IMB-IO Non-blocking Benchmarks#
Intel(R) MPI Benchmarks implements blocking and nonblocking modes of the
IMB-IO benchmarks as different benchmark flavors. The Read and
Write components of the blocking benchmark name are replaced for
nonblocking flavors by IRead and IWrite, respectively.
The definitions of blocking and nonblocking flavors are identical, except for their behavior in regard to:
Aggregation. The nonblocking versions only run in the non-aggregate mode.
Synchronism. Only the meaning of an elementary transfer differs from the equivalent blocking benchmark.
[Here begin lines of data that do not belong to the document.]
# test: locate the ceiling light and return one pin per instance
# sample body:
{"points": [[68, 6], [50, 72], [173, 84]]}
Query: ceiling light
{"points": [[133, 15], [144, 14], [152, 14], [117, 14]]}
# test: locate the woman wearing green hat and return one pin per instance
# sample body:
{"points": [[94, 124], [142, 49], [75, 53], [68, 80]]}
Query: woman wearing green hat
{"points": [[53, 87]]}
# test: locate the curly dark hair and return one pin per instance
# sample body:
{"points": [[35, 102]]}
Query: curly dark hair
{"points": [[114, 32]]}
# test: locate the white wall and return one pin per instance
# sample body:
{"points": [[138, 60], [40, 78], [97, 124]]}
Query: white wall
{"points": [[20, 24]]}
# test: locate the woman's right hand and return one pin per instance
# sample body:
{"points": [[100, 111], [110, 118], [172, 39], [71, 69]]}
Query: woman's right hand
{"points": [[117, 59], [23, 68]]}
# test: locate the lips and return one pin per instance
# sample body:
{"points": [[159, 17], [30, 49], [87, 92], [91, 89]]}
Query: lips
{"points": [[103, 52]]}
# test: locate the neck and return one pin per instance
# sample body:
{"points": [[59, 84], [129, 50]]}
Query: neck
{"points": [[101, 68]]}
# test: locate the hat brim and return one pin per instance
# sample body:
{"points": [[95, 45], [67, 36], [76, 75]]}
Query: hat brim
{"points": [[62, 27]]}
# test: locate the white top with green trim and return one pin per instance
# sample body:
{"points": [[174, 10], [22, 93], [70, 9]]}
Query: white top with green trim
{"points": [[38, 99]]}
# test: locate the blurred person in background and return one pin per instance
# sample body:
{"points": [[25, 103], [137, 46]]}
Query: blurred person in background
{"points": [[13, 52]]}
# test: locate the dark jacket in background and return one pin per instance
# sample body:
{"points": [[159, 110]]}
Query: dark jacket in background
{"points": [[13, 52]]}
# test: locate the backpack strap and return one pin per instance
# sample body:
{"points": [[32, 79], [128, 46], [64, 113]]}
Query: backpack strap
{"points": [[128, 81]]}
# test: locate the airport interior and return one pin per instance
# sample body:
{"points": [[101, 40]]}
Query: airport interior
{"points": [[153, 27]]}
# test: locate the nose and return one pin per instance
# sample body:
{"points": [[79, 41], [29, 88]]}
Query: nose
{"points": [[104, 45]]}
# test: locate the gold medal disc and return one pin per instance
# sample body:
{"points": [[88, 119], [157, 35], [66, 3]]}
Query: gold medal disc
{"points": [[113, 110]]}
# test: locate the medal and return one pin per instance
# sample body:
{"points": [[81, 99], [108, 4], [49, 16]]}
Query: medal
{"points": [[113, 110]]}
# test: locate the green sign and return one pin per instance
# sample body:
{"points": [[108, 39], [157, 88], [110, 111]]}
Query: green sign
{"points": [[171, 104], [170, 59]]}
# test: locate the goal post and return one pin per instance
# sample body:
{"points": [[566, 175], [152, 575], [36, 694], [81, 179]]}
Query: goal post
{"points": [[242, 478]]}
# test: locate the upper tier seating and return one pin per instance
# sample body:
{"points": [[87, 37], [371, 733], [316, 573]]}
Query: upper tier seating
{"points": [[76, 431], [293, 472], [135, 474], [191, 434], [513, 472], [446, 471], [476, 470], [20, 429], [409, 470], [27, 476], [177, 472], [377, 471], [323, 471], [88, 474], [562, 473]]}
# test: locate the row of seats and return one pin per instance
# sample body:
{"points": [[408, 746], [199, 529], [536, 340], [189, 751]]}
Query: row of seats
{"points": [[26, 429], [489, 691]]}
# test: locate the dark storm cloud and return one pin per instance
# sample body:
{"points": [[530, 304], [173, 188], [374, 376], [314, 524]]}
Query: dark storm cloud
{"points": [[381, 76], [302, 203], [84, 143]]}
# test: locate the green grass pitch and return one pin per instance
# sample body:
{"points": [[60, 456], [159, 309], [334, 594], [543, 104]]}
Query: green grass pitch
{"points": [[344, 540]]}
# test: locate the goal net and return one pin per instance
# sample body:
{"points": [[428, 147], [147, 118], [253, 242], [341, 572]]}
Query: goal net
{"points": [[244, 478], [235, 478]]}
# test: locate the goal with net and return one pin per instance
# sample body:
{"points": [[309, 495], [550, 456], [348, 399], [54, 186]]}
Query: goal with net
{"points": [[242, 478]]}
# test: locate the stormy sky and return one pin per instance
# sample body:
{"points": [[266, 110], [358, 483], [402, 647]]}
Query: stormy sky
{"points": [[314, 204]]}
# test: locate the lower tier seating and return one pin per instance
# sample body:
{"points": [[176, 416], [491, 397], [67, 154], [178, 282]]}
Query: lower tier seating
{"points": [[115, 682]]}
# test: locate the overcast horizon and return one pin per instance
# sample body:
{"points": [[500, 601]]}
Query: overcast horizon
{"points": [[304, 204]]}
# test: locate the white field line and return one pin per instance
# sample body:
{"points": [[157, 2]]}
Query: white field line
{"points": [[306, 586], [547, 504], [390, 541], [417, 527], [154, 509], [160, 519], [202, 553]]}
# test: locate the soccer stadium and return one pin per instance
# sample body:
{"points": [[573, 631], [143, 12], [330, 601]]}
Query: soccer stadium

Basically, an elementary transfer looks as follows:
time = MPI_Wtime()
for ( i=0; i<n_sample; i++ )
{
Initiate transfer
Exploit CPU
Wait for the end of transfer
}
time = (MPI_Wtime()-time)/n_sample
The Exploit CPU section in the above example is arbitrary. Intel(R)
MPI Benchmarks exploits CPU as described below.
Exploiting CPU#
Intel(R) MPI Benchmarks uses the following method to exploit the CPU. A kernel loop is executed repeatedly. The kernel is a fully vectorizable multiplication of a 100x100 matrix with a vector. The function is scalable in the following way:
IMB_cpu_exploit(float desired_time, int initialize);
The input value of desired_time determines the time for the function
to execute the kernel loop, with a slight variance. At the very
beginning, the function is called with initialize=1 and an input
value for desired_time. This determines an Mflop/s rate and a timing
t_CPU, as close as possible to desired_time, obtained by running
without any obstruction. During the actual benchmarking,
IMB_cpu_exploit is called with initialize=0, concurrently with
the particular I/O action, and always performs the same type and number
of operations as in the initialization step.
Displaying Results#
Three timings are crucial to interpret the behavior of nonblocking I/O, overlapped with CPU exploitation:
t_pureis the time for the corresponding pure blocking I/O action, non-overlapping with CPU activityt_CPUis the time theIMB_cpu_exploitperiods (running concurrently with nonblocking I/O) would use when running dedicatedt_ovrlis the time for the analogous nonblocking I/O action, concurrent with CPU activity (exploitingt_CPUwhen running dedicated)
A perfect overlap means: t_ovrl = max(t_pure,t_CPU)
No overlap means: t_ovrl = t_pure+t_CPU.
The actual amount of overlap is:
overlap=(t_pure+t_CPU-t_ovrl)/min(t_pure,t_CPU)(*)
The Intel(R) MPI Benchmarks result tables report the timings
t_ovrl, t_pure, t_CPU and the estimated overlap obtained by the (*)
formula above. At the beginning of a run, the Mflop/s rate is
corresponding to the t_CPU displayed.